The plan was to take a boat to the first of three villages and walk the four or five kilometres between the remaining two.
Walking for me means packing light. I cut the non-essentials and managed to fit everything needed, including my hammock, the tablets and solar panels, into my 40L backpack. I had clothes for a few days and soap to wash them. The only extra weight I would have to carry by hand were the boxes of soap that we give to our respondents as thanks. On the morning of departure, I met Vichet and Theavy each heaving two bulging backpacks which they insisted couldn’t be cut down further. We met our boatsman at his village and from there walked 2km in the rain to where he kept his boat in a canal – a steely taste of what was to come. The boat was a narrow wooden curve, filled with murky water that glistened with oil. Using cut plastic containers we began scooping the water out and didn’t stop until we got to our destination.
Pushing a boat through the flooded grasslands
The journey itself was fascinating and gave us a glimpse of many different landscapes. First, we passed through vast flooded grasslands, the boat sticking to deeper channels and occasionally cutting through thick clusters of bushes and bamboo along passages marked by plastic bags tied onto branches requiring us to duck for cover.
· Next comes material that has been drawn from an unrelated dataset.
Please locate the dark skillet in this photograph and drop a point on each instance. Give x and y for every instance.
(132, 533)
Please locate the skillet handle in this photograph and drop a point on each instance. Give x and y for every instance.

After about four hours we heaved the boat onto a shallow mound of earth and dragged it across to a channel on the other side. We had reached the Stung Sen, one of the largest rivers in Cambodia that drains the forests of the Northern Plains into the vast Tonle Sap lake. The Stung Sen made for a more pleasant journey as we wound our way through the deep forest with tall trees towering along the banks. As we got deeper into the forest the banks gave way until it seemed like we were within a flooded forest, dodging trees, the water stretching into the murky undergrowth. We saw snakes floating on the water, giant monitor lizards resting on branches, and scores of birds overhead.
Boating through the main channel of the Stung Sen
Earlier in the day our boatman had sprung us with the news that we wouldn’t be able to make it in one day and that we’d have to find somewhere to sleep in the forest. Not keen on a hungry night in the rain, we reached a compromise to try and reach one of the small, illegal settlements that are cropping up along the river together with the economic land concessions and enabled by the road access that they bring. It was close to darkness by the time we scrambled onto the riverbank and emerged between a small cluster of wooden houses, where we were gratefully fed, and allowed to wash and sleep. We completed our journey early the next morning, said goodbye to our boatman at the shore and began lugging our boxes down the narrow path passing the occasional boy herding cows. As the path widened houses began to appear and it started to rain. When we arrived at the main dirt road leading into the village we were greeted by a slightly intimidating group of about two dozen men standing around a broken bridge, but as we approached a couple of them came towards us, smiling, and carried our bags across for us.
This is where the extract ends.